In this episode, Max Keiser and co-host, Stacy Herbert, discuss Lloyd Blankfein's suicide twinkie vest, Iceland's parliamentary pelting, manipulation of Libor rates and rampant foreclosure abuse. In the second half of the show, Max talks to Shir Hever about price tagging in Area C of the West Bank and about destroying the competition in Gaza.

[Posted at the SpookyWeather blog, February 26th, 2012.]


steven andresen said...


Isn't Max and Stacy talking here about "control fraud"? Black talks about this kind of fraud where the people who own or control the banks or the fonancial institutions themselves commit the fraud. He wrote "The best way to rob a bank is to own one." And so the manipulation of interest rates in the way Max describes is just another version of "control fraud."

I am tending to think that, in this way, the crooks are in charge. It's a bipartisan deal, too.

Is there anyone else discussing this material than Max and Stacy? Stacy quotes news stories. Are there other writers on this issue that can confirm Stacy and Max's analysis?

Spookypunkos said...


Some websites like Zerohedge and numerous blogs hosted by various financial experts (often appearing on The Keiser Report) are on the same page as Max and Stacy.

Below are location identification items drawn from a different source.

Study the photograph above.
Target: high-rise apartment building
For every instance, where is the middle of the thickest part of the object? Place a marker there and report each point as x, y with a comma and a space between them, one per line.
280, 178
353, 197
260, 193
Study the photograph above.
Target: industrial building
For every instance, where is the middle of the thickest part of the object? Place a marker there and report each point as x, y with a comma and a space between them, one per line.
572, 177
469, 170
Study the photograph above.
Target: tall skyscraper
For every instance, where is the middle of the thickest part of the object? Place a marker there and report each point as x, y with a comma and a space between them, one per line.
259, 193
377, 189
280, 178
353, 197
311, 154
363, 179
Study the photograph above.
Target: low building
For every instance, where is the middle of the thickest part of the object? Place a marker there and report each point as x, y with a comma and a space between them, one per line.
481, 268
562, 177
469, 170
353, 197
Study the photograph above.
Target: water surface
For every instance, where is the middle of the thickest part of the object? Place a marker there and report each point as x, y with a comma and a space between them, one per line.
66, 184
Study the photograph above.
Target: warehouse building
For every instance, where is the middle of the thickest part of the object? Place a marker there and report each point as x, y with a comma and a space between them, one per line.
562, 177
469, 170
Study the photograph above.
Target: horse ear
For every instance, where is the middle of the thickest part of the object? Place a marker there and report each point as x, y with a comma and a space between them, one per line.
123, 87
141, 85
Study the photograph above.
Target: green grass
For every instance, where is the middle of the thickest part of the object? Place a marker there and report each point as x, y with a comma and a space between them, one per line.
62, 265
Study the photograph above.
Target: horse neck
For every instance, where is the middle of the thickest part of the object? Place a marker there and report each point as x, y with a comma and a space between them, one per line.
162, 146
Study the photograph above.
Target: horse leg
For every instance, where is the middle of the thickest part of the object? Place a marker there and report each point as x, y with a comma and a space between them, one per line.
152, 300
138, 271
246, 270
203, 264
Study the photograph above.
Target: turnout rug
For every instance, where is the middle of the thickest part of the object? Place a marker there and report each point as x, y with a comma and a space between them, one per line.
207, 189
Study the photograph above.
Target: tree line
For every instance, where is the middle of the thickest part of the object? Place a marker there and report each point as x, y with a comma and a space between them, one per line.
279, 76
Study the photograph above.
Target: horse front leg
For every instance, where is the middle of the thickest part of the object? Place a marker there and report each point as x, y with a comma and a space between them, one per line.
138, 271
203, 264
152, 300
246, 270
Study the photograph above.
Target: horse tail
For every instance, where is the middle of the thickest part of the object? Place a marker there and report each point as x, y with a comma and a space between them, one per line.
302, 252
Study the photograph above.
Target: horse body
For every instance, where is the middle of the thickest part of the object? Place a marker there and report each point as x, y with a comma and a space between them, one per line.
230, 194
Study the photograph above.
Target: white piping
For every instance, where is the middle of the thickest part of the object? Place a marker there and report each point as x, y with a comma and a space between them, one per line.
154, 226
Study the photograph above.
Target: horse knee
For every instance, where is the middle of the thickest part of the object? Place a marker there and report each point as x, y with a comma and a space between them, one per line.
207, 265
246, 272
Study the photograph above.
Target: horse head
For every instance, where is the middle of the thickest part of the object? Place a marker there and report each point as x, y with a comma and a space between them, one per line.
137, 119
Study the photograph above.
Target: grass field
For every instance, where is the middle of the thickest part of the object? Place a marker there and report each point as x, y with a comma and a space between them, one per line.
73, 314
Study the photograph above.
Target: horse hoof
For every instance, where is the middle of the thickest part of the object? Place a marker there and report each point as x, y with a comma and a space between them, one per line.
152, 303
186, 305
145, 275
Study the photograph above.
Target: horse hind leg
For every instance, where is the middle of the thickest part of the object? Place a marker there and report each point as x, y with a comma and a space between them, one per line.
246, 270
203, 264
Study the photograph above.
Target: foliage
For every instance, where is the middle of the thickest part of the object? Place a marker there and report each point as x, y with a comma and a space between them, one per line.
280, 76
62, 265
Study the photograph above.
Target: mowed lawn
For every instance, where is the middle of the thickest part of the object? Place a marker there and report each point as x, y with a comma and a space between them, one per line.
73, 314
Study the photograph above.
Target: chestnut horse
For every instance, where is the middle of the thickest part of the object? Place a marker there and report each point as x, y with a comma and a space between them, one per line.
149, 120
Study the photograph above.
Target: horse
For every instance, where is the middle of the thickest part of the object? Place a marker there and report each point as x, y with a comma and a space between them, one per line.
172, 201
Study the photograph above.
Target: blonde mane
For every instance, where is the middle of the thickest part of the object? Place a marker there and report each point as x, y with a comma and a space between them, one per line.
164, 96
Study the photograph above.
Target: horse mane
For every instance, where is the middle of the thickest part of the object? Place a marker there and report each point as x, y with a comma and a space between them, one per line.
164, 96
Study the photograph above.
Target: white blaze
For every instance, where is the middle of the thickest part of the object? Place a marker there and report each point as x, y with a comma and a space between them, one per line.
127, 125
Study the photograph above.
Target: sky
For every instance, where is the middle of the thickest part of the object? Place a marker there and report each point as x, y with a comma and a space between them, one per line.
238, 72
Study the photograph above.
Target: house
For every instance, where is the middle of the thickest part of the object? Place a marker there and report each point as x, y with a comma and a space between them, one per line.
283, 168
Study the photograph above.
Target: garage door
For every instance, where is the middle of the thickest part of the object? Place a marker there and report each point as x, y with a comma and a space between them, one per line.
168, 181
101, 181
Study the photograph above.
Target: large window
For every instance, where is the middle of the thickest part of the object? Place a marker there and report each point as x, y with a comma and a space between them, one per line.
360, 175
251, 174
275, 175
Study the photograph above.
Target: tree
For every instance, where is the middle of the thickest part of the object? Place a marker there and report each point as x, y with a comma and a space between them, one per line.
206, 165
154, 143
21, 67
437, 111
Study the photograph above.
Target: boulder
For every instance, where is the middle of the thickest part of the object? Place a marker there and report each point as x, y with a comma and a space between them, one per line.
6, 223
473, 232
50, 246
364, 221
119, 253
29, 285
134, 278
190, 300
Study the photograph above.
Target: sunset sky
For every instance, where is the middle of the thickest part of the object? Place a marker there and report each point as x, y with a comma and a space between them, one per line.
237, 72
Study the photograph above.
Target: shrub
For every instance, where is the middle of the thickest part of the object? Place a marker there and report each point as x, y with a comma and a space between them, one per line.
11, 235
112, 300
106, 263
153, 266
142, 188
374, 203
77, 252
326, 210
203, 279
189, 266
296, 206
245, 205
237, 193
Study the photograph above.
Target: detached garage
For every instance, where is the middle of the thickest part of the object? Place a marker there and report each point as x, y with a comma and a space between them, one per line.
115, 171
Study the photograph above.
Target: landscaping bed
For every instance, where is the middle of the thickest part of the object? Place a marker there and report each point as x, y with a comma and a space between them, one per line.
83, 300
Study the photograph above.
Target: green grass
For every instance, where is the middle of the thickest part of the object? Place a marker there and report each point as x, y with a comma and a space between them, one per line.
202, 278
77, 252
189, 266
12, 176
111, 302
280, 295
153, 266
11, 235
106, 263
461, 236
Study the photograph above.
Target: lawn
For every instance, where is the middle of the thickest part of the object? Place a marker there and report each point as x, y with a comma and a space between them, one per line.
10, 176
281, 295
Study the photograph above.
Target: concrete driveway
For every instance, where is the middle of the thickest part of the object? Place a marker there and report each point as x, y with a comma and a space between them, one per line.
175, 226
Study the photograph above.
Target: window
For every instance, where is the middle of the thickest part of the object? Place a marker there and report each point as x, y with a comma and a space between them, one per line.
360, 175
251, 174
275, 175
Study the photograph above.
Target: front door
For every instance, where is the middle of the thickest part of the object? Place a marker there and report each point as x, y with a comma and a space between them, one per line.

The Keiser Report seems to be the most vocal when it comes to addressing the criminal nature of what is going on.

You also see rare snippets of this kind of information in the mainstream press (as far as I am aware) in their business shows. I am thining about Dylan Ratigan, Judge Napolitano and Olbermann etc.

There seems to be an underground awareness of what is going on - at least for the net savvy.

Those people who only read from the mainstream press seem to have a disjointed idea about how the system is really operating. They know things are not good, that "greed" has led to "misjudgements" and "some" criminality, but they miss the scale of the problem including the criminal aspect.

Apologists for the shadow banking system, and those accepting cooked economic stats as credible, plus accepting the crooked civil cases brought against banksters abound in the mainstream.

Unfortunatly, to repeatedly expose this information would "undermine confidence in the markets" so many financial journalists, writing in the corporate (listed on the stockmarket) press tend, I think, to chose their words (spin) carefully.

The good thing is that some of the mountain of online material has pushed through the present mainstream zietgeist.

Personally, I cannot help but emphasise what is going on with these posts. As I see it there is a real danger of collapse and there is the ongoing victimisation of ordinary folks. That bothers me greatly.